The countdown to the PRA’s Operational Resilience deadline within financial services

Martin Bradbury, UK & I Regional Director, Financial Services, Dynatrace

Financial services providers play a crucial role in keeping the modern world turning, supplying the systems that are critical to the flow of business and commerce. It is therefore vital that these systems are resilient and always available, or service providers risk losing customer trust and disrupting global business continuity.

The PRA’s operational resilience policy, first introduced in March 2022, aims to address these risks. The policy makes it a regulatory requirement for financial services providers to ensure that their critical systems can resist, recover from, and adapt to any adverse occurrences that may cause harm to the business and its customers. Since its introduction, financial services providers have been working to implement the necessary measures to achieve compliance. With the final deadline on 31st March next year, they must now act quickly and make the necessary investments to finalise their compliance strategies.

One year to prepare

The PRA’s recent ‘Dear CEO’ letter published in January, highlighted that there is still a long way to go for many organisations, calling out operational resilience as a key priority for 2024. As the deadline approaches, financial leaders must act swiftly to implement these operational resilience measures. The first step is to identify any ‘important business services’ that their organisation delivers, by considering the potential impacts or implications they could have beyond their own commercial interests. For example, an outage in a core banking platform could have consequences for multiple stakeholders outside the bank, from the exchange of contracts on a house purchase being delayed and leaving the buyer at risk of legal action, to consumers being left stranded in pharmacies unable to pay for medication.

To adhere to the operational resilience policy, financial organisations must assess their capacity to prevent, recover, and learn from disruptions to these important business services. They must also define an impact tolerance for each service, by establishing the maximum level of disruption that could be absorbed before there are risks to the financial service or its customer base. For each important business service, providers must therefore test its resilience under plausible scenarios that could arise, such as cyber related disruptions or cloud platform outages. This will help to identify the measures and resources required to keep the service operating within the defined impact tolerance.
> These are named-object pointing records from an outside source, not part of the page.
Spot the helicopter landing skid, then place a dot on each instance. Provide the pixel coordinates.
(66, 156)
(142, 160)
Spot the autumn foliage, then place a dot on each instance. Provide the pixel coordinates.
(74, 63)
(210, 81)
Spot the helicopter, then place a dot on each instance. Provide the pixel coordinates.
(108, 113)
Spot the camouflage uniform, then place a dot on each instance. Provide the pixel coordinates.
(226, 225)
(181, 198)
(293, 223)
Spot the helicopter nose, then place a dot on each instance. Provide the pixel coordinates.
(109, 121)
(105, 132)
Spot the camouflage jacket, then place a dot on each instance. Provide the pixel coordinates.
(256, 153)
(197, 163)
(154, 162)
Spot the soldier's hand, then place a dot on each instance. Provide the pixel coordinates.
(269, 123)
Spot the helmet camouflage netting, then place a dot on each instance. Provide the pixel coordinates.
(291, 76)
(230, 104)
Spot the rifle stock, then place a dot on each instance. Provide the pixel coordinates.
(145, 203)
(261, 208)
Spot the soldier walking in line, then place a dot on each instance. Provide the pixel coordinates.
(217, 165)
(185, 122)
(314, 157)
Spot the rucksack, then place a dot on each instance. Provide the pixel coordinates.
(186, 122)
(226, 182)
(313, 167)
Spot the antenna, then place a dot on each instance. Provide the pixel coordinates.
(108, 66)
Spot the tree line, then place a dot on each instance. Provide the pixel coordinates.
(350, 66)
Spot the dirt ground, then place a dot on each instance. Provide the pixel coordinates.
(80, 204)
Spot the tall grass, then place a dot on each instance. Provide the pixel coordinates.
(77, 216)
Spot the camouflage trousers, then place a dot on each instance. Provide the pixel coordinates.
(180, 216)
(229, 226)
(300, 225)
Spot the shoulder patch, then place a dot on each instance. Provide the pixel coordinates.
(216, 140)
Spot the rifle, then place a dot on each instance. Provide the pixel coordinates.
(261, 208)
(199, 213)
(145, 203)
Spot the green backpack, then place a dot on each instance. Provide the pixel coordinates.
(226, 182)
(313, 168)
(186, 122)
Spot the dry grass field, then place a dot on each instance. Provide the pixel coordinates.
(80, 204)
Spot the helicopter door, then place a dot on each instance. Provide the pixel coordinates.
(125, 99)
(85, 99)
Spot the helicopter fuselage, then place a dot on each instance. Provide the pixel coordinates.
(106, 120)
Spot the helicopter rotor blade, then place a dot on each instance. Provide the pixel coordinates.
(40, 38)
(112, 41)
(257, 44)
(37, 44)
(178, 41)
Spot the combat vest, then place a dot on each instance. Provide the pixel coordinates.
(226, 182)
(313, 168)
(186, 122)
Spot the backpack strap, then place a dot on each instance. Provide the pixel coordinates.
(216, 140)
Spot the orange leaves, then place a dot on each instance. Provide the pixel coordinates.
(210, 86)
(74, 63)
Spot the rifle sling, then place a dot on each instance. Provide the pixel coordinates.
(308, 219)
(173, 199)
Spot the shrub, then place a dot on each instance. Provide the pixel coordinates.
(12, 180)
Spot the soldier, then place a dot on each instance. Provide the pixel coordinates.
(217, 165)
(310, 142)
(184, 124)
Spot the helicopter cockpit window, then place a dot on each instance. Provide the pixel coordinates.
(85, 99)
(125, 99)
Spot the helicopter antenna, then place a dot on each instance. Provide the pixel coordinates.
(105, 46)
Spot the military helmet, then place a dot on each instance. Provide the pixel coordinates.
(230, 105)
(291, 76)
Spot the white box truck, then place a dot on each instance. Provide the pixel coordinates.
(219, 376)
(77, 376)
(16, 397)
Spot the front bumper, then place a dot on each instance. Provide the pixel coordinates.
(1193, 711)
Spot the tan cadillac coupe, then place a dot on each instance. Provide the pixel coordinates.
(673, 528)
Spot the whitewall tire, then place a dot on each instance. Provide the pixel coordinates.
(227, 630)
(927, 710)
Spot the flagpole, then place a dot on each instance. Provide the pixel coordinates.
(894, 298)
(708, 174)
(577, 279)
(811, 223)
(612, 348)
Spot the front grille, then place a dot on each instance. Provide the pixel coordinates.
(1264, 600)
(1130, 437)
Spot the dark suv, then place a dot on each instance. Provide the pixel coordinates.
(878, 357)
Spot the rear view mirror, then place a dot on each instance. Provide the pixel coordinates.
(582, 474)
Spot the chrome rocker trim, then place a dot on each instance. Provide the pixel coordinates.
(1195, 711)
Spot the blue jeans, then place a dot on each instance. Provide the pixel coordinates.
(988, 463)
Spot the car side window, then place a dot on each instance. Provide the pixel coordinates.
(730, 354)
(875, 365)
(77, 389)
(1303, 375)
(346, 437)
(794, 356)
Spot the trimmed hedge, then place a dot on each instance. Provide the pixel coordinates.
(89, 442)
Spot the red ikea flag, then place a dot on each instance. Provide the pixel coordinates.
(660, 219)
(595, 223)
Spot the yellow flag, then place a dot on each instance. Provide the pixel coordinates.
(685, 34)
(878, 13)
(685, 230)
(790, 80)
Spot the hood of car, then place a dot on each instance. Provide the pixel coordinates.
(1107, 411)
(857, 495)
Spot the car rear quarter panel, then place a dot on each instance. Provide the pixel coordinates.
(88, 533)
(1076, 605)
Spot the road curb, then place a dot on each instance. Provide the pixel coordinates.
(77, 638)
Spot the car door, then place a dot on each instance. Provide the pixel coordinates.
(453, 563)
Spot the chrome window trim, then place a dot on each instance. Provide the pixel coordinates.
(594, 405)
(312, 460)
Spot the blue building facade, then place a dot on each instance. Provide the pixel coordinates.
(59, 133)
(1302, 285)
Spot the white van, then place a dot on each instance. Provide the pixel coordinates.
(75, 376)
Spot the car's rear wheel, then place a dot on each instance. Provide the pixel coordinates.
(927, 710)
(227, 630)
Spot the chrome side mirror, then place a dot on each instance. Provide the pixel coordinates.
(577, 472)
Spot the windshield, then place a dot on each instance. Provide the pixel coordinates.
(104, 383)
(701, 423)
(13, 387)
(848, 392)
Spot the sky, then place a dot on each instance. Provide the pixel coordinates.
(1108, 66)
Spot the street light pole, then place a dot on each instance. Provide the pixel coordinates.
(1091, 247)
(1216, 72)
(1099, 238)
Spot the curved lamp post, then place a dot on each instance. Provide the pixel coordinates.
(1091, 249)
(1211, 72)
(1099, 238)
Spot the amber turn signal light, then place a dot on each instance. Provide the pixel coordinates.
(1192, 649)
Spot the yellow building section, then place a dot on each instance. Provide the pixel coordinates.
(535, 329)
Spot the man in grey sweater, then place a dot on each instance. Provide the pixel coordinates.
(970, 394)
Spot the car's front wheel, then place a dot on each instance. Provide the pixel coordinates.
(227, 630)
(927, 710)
Growing complexity of financial services

However, it is becoming more difficult for financial organisations to perform these steps to map and test important business services as they continue to drive innovation. The integration of modern technologies such as conversational AI chatbots and mobile wallets, and the adoption of the cloud-native architectures that help to support these innovations, have led to an increase in complexity. Recent research found that 89% of financial services providers say the complexity of their technology stack has increased in the past 12 months, and 54% expect it will continue to increase. While cloud-native and multicloud architectures give financial providers the agility to stay ahead of the needs and expectations of their customers, they also make it increasingly difficult to monitor and manage the services they deliver.

This increase in complexity has the potential to create blind spots that lead to disruption for important business services if it goes unchecked. Without clear visibility across the entire technology stack, it becomes more likely that a software update to add a new function or fix a vulnerability in a critical banking application could impact service availability. Limited visibility also makes it difficult for developers to quickly identify the precise root cause of the issue and resolve it quickly, meaning that the resultant downtime could go beyond the impact tolerance. It is therefore essential to have a modern observability strategy, to ensure that the organisation has a clear source of insight into the performance and availability of its critical business services, and real time insight into the precise cause of any disruptions. This visibility must span the entire technology stack, from the mainframe to the mobile device, to eliminate blind spots.

A clear line of sight

Preparing to meet the requirements of the operational resilience policy ahead of the deadline will remain a clear and urgent priority for financial services providers over the coming 12 months. As they work towards this goal, it will be essential to establish robust contingency plans and a modern observability strategy, to ensure they can maintain the seamless delivery of essential services.

However, it’s also important not to overlook the rewards that could be unlocked if financial providers see these regulations as an opportunity to improve the way they deliver IT services, rather than a risk that must be managed. If they adopt this mindset, they will discover new ways of driving customer experience excellence and building a competitive advantage that puts them ahead in the market.